Il en avait reconnu le fumet dès la première inspiration : et en effet, l’animal était affublé d’une citrouille d’halloween, aux yeux triangulaires, à la bouche souriante, qui brillait lugubrement grâce à la flamme brûlant en son centre. Pour qualifier le reste de son corps, la première pensée d’Hallow’ fut « sac d’os ». Et en effet, Sleepy n’était rien moins qu’un squelette de chat sur lequel quelqu’un avait cru amusant de coller une citrouille d’halloween. Il sourit, dévoilant des dents luisantes. Lui, il trouvait ça amusant. Sleepy se contenta de hausser ses épaules osseuses, faisant grincer ses articulations.
D’un seul coup, comme un pantin redressé brutalement par les fils qui le font danser, Halloween s’assit, puis se tourna vers le chat.
« Alors ? On est où, ici ? »
Au Pensionnat Interdit. Il est impossible d’en ressortir.
« Oh. » Halloween se tourna vers la porte et esquissa une moue boudeuse, puis demanda à nouveau : « On doit s’ennuyer ici, alors. Ahh.. Ah ! Attend ! Il y a des humains par ici ? »
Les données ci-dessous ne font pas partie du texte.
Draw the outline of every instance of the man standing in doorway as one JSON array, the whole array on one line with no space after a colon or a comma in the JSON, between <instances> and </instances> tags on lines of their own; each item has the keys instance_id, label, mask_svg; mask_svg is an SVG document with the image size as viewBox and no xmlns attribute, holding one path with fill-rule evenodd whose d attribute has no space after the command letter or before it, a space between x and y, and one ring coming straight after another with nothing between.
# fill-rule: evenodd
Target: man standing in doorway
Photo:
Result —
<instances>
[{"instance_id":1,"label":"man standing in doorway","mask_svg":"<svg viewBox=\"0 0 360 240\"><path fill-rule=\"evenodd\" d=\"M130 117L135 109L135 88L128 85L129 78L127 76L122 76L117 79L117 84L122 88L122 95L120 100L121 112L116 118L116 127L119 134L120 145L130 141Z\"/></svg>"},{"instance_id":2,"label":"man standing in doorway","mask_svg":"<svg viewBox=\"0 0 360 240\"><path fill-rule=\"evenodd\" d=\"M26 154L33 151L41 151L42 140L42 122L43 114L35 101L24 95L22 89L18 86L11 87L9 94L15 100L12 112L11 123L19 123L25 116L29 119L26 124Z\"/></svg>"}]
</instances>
Sleepy hocha la tête et un grand, un sourire démesuré qu’aucun mortel n’aurait été en mesure d’égaler s’étendit sur le visage à la pâleur mortelle. Sur ces traits enfantins, il était particulièrement effrayant. Mais ce sourire, amusé, exalté, presque fou, il ne pouvait pas le retenir, de même qu’il ne pouvait retenir le rire, ce rire frénétique, désarticulé, hystérique, qui secouait désormais ses membres comme si lui aussi n’était qu’un sac plein d’os sans connections nerveuses, une marionnette dépourvue de chair. D’abord ce ne fut qu’un tremblement étouffé dans les plis de son manteau, puis Halloween renversa la tête en arrière et hurla de rire, sa voix s’élevant dans des aigus qui malgré leur claire appartenance à l’enfance n’avaient plus rien d’innocents. Ou peut-être étaient-ils
trop innocents justement : l’enfant est un être infiniment cruel.
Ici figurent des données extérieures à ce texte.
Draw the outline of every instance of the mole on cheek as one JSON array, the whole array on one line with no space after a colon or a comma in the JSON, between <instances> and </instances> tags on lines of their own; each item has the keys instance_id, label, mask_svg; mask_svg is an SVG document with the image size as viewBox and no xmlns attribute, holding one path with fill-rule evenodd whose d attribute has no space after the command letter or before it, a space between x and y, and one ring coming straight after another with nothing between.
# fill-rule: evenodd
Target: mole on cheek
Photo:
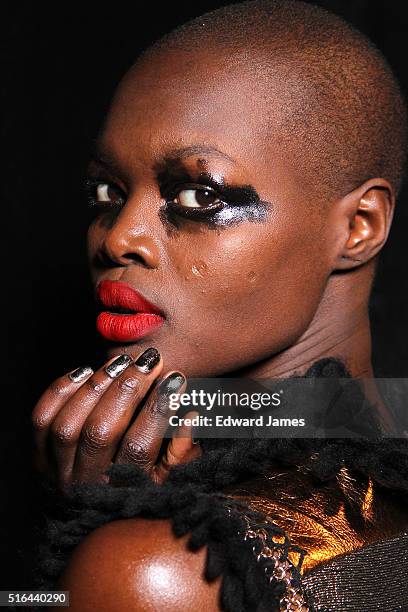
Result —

Et Halloween riait, il était secoué en tout sens par ce rire dont lui seul connaissait les raisons, et qui le fit basculer en arrière, dévaler les marches jusqu’au sol dallé de marbre et y rester, les bras en croix, s’esclaffant à en perdre haleine. Sans surprise, Sleepy le regarda faire, attendant que ses tremblements convulsifs cessent. Lorsqu’enfin ce fut le cas, le corps d’Halloween se souleva légèrement, et l’esprit reprit contenance en effectuant une rapide galipette aérienne. Puis il ouvrit les bras et cria à son compagnon :
« Allez viens, Sleepy ! Sors de ton sommeil, suis-moi, et allons répandre toute cette terreur qui nous est propre, amusons-nous ! »
Ca allait être amusant, amusant, amusant, amusant… Il les prendrait au piège dans le noir comme des souriceaux effrayés et il les poursuivrait où qu’ils aillent, puisqu’ils ne pouvaient s’échapper. Et tous en deviendraient malades, malade de peur à en perdre la raison, et finalement cet endroit tout entier se muerait en un gigantesque asile de terreur. Aussi fou que lui l’était.
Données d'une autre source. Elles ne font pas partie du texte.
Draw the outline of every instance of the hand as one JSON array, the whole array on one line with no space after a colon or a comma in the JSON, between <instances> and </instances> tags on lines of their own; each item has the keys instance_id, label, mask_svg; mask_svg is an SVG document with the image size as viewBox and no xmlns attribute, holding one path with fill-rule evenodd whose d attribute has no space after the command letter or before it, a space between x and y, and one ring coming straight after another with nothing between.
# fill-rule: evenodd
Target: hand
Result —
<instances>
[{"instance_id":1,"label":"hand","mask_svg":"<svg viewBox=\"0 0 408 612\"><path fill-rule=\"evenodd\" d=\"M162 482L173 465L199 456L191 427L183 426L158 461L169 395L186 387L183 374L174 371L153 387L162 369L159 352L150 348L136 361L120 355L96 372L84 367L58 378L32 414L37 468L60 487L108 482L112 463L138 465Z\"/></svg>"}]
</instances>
Ce serait passionnant, passionnant, jusqu’à la lie, insupportable ! Et plus jamais il n’aurait à s’ennuyer, plus jamais ! Lançant un dernier éclat de rire aux échos désagréables, l’esprit frappeur s’engouffra en rase-motte dans l’un des couloirs obscurs du Pensionnat, le chat à tête de citrouille courant derrière lui comme un mauvais présage.